All-in Vikings upgrade 3 spots, in no position for patience
By DAVE CAMPBELL
AP Pro Football Writer
EAGAN, Minn. (AP) — The Minnesota Vikings have almost every key player back from the 2017 team that won 14 games and went to the NFC championship game.
Their new quarterback, Kirk Cousins, is playing up to his big contract. They’re one kick away from starting this season unbeaten.
For all their strengths and stability, let alone dwindling space under the salary cap, the Vikings still sought upgrades at three positions in the three days that passed since their 29-29 tie at Green Bay .
They signed kicker Dan Bailey after cutting their fifth-round draft pick, Daniel Carlson, following his three missed field goals against the Packers.
They dropped wide receiver Stacy Coley, a seventh-rounder in 2017, in favor of Aldrick Robinson for a more experienced backup. When defensive tackle Tom Johnson became available, they brought him back to spell Sheldon Richardson and let David Parry go.
“I wanted to go somewhere that had an opportunity to win and be a part of an organization that’s right there and right on the brink of having a lot of success,” said Bailey, who like Johnson had offers from multiple teams. “When this situation came up, it fit the bill perfectly.”
Such cutthroat competition is commonplace in the NFL, of course, but nonetheless indicative of the all-in approach the front office has applied in 2018 in pursuit of a Super Bowl.
There’s little appetite this fall for leaving one of those 53 precious spots on the roster for a developmental purpose, if it can be used instead for a player who’ll contribute to the current team.
When the opening week rosters were established, the Vikings had the youngest average age in the NFC. But they replaced Carlson (23) with Bailey (30), Parry (26) with Johnson (34) and Coley (24) with Robinson, who will turn 30 on Monday.

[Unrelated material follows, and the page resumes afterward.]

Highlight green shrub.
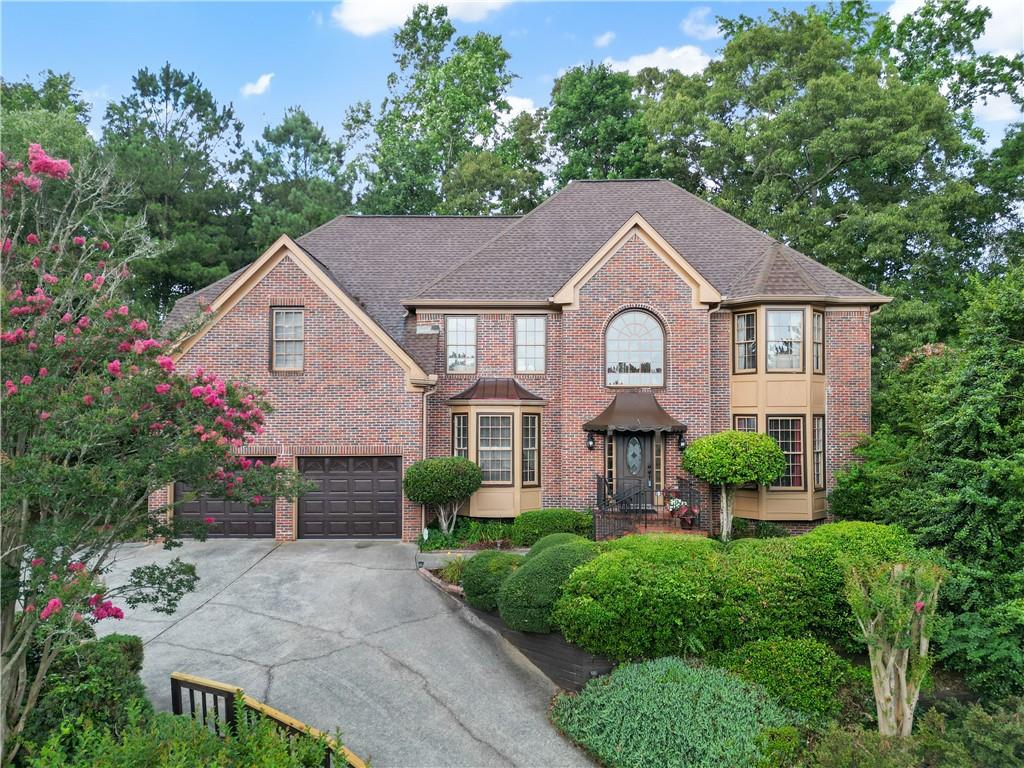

Coach Mike Zimmer even texted general manager Rick Spielman and some of the other evaluators this week with this message: “Thank you for trying to get some more players in here.”
Zimmer added: “It’s great to see. We felt like we needed to make some moves after that game.”
Carlson was going to have a hard time recovering from his performance in Green Bay. Coley made a couple of less-obvious mistakes, but coupled with some costly dropped passes by fellow wide receiver Laquon Treadwell in that game, the Vikings were understandably concerned about their depth behind stars Stefon Diggs and Adam Thielen.
Then Johnson suddenly became available after his release by Seattle, and the Vikings seized on the opportunity to add a player who was good enough to start for the league’s top-ranked defense last season in a reserve role.
Johnson became a free agent and picked the Seahawks after the Vikings signed Richardson. The Seahawks told Johnson they preferred to re-sign him, after dropping him from the roster to accommodate the promotion of a player from the practice squad.
“I guess they didn’t think I was going to get as much interest as I got,” Johnson said, adding: “It’s something that I wasn’t expecting, as far the better situation that I’m in. I’m taking full advantage of it.”
The same goes for Bailey, who was cut by the Dallas Cowboys on Sept. 1 in a cost-cutting move after he struggled in 2017 down the stretch of his seventh NFL season following a groin injury.
“Hopefully,” Zimmer said, knocking his knuckles against the podium, “he’s really, really good for us.”
The coach hoped aloud that Bailey would solidify the position the same way Cousins has at quarterback, after the carousel that has spun at both spots since Zimmer arrived in 2014.
“For me it was about being patient and waiting for the right opportunity,” Bailey said.
“It’s hard to say if I would have waited longer, but that was my game plan going into it. I’m fortunate this opportunity came up, and I took advantage.”